Henri Ouellette-Vézina Henri Ouellette-Vézina
La Presse

Les locataires ont reçu jeudi, par huissier, une copie des procédures entamées par leur propriétaire pour les évincer du bâtiment en vue de travaux majeurs. Ces documents sont tous en anglais, a dénoncé Nadine Freville, une des locataires.

« 98 % des gens [du bâtiment] ne parlent pas anglais, a-t-elle déploré. On méprise les locataires, les lois, la langue française. »

Les documents incluent les procédures devant le Tribunal administratif du logement (TAL) afin que l’organisme force les locataires à quitter le Manoir Lafontaine avant le 30 juin prochain. Les propriétaires se disent forcés d’agir par un rapport d’ingénieur. Ce rapport n’est pas annexé aux documents.

Dans une déclaration transmise à La Presse, les propriétaires avaient assuré que la version française de la documentation suivrait sous peu.

« Nos avocats nous ont fait savoir qu’ils avaient été contactés par une locataire se plaignant qu’une procédure qu’ils lui avaient adressée aurait dû l’être en français », indiquent les propriétaires. « Dès qu’informés de cette situation, nous avons décidé de faire parvenir à tous les locataires une traduction de ce document, laquelle sera distribuée aujourd’hui même. Nous avons aussi donné instruction à l’effet que toute future correspondance et procédure soit rédigée ou conduite en français. »

Mme Freville a confirmé avoir reçu les documents en français au cours de la soirée.
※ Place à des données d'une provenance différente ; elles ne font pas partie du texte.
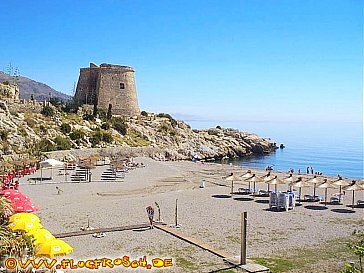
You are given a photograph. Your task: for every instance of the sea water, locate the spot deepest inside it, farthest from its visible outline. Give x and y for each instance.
(330, 148)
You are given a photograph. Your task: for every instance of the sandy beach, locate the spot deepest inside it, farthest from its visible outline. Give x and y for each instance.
(210, 214)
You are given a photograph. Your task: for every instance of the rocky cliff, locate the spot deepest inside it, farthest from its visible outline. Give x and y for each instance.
(165, 137)
(28, 87)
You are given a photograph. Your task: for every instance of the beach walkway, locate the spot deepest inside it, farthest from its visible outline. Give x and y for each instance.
(250, 266)
(99, 230)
Le Manoir Lafontaine, un ancien immeuble de prestige face au parc du même nom, appartient à Brandon Shiller et Jeremy Kornbluth. Ceux-ci possèdent un parc immobilier d’au moins 800 appartements à Montréal, gérée à travers la compagnie Hillpark Capital. Le mois dernier, leur entreprise a annoncé à tous les locataires de l’immeuble – qui paient souvent des loyers très modérés – qu’ils devraient quitter l’endroit afin de permettre des rénovations majeures.

L’entreprise de MM. Shiller et Kornbluth n’a pas rappelé La Presse, pas plus que les deux cabinets d’avocats qui la représentent.

Le Tribunal administratif du logement (TAL) n’a pas immédiatement rappelé La Presse.

La CORPIQ et la Ville s’échangent des flèches

Par ailleurs, vendredi, la Corporation des propriétaires immobiliers du Québec (CORPIQ) s’en est prise directement à la mairesse de Montréal, Valérie Plante, accusant celle-ci de « multiplier » les sorties médiatiques pour faire mal paraître les propriétaires.

« La mairesse Plante, qui dessine elle-même une crise du logement, a empiré les choses. Son administration a diffusé sans relâche dans les médias des messages disant aux locataires de se trouver un nouveau logement avant d’annoncer au propriétaire qu’ils libéreront le leur. Cela crée une rareté », a fustigé le porte-parole de l’organisme, Hans Brouillette, dans une lettre ouverte publiée dans plusieurs médias, dont La Presse, accusant l’élue « d’inventer une crise du logement pour se faire réélire ».

Sur Twitter, la mairesse n’a pas tardé à réagir, affirmant que la crise de l’abordabilité « est réelle ». « Le nier est irresponsable. Les petits propriétaires, dont je suis, sont l’épine dorsale du logement abordable à Montréal et font partie de la solution. Leurs représentants devraient faire de même », a-t-elle rétorqué.

« La classe moyenne doit être mieux représentée. Montréal est plus abordable que d’autres grandes villes, elle doit le demeurer. Tous les Montréalais ont droit à un logement de qualité, à un prix raisonnable », a-t-elle aussi martelé, en plaidant qu’il en va d’une question de « bon sens ».